BOLD correlates of EMG spectral density in cortical myoclonus: Description of method and case report

Abstract

The recording of electrophysiological data during BOLD fMRI is highly challenging but provides the opportunity to develop a more thorough account of brain function than either modality alone. To develop new techniques in this area has often required the study of pathological electrophysiological measures because such measures can be unusually strong (e.g., epileptic EEG spikes) and hence more easily detectable during fMRI than weaker normal phenomena. In this paper, we have studied pathologically strong EMG signals in a patient with cortical myoclonus. First, we studied the patient outside of scanning: The pathological corticospinal drive to muscle was concentrated over 6–30 Hz so that EMG components at higher frequency could be used to control for non-corticospinal contributions to the EMG during scanning. Additionally, there was very strong EMG–EMG and EMG–EEG coherence in this frequency band. Furthermore, analysis of spectral phase showed that this exaggerated coherence was produced by efferent drive from brain to muscle.
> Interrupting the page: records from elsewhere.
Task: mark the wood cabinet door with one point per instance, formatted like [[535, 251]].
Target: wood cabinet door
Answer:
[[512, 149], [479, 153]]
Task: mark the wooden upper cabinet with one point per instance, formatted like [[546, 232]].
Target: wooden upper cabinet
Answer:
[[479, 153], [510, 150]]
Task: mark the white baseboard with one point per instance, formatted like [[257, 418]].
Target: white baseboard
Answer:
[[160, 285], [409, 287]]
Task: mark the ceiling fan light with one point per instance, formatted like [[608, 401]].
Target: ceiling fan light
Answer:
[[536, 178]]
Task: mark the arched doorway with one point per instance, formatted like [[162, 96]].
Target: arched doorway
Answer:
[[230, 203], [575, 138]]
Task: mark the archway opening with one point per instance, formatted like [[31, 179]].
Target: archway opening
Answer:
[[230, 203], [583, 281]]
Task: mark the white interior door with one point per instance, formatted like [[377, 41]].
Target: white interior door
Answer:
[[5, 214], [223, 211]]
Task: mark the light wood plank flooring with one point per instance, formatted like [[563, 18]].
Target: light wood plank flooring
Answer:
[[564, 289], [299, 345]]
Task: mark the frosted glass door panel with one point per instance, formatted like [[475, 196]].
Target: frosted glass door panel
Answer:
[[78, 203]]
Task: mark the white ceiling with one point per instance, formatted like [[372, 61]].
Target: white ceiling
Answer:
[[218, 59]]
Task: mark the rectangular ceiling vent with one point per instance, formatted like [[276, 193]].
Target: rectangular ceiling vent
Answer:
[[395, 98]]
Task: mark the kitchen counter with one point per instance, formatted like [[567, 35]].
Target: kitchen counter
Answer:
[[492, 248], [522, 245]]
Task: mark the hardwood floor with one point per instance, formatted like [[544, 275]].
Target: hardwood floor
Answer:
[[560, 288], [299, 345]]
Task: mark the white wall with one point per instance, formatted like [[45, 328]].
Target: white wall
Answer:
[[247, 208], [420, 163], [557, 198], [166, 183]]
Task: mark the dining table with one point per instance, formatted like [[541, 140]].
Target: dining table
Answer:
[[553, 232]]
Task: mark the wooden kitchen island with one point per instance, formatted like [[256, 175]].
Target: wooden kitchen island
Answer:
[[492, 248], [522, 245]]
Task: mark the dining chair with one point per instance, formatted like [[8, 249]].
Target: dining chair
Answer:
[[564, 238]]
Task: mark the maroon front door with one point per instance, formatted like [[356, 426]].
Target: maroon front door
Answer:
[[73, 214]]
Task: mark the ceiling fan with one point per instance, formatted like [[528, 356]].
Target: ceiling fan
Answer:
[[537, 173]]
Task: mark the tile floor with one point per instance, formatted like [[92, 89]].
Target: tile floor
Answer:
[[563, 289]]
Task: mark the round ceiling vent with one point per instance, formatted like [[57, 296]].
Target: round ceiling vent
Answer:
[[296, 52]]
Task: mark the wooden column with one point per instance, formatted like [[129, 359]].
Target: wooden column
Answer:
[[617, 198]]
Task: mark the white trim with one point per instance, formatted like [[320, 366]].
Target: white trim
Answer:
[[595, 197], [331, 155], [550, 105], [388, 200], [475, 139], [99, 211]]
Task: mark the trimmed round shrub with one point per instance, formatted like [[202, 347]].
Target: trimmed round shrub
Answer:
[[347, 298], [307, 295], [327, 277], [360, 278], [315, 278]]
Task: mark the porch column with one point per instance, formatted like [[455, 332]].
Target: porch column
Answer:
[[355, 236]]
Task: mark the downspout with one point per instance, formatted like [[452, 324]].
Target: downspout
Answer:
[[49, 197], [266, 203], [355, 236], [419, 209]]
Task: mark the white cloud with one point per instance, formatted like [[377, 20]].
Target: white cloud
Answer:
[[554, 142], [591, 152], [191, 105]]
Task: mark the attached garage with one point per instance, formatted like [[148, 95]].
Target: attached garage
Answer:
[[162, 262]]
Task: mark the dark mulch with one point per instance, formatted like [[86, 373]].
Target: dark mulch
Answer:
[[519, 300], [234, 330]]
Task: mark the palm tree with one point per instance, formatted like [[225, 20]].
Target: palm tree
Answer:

Hence, the exaggerated peak in distal muscle EMG power spectrum reflected brain activity producing the efferent drive. Subsequently, we modified equipment and data analysis techniques previously developed for simultaneous EEG–fMRI to record polychannel EMG from distal upper limbs during simultaneous BOLD fMRI. After artefact reduction, the EMG recorded during fMRI retained the essential frequency and phase characteristics of EMG recorded outside of scanning. The BOLD signal was significantly correlated with time-varying 6- to 30-Hz power in a frontoparietal network compatible with the neurophysiological characteristics of our patient and compatible with prior hypotheses explaining the origin of cortical myoclonus.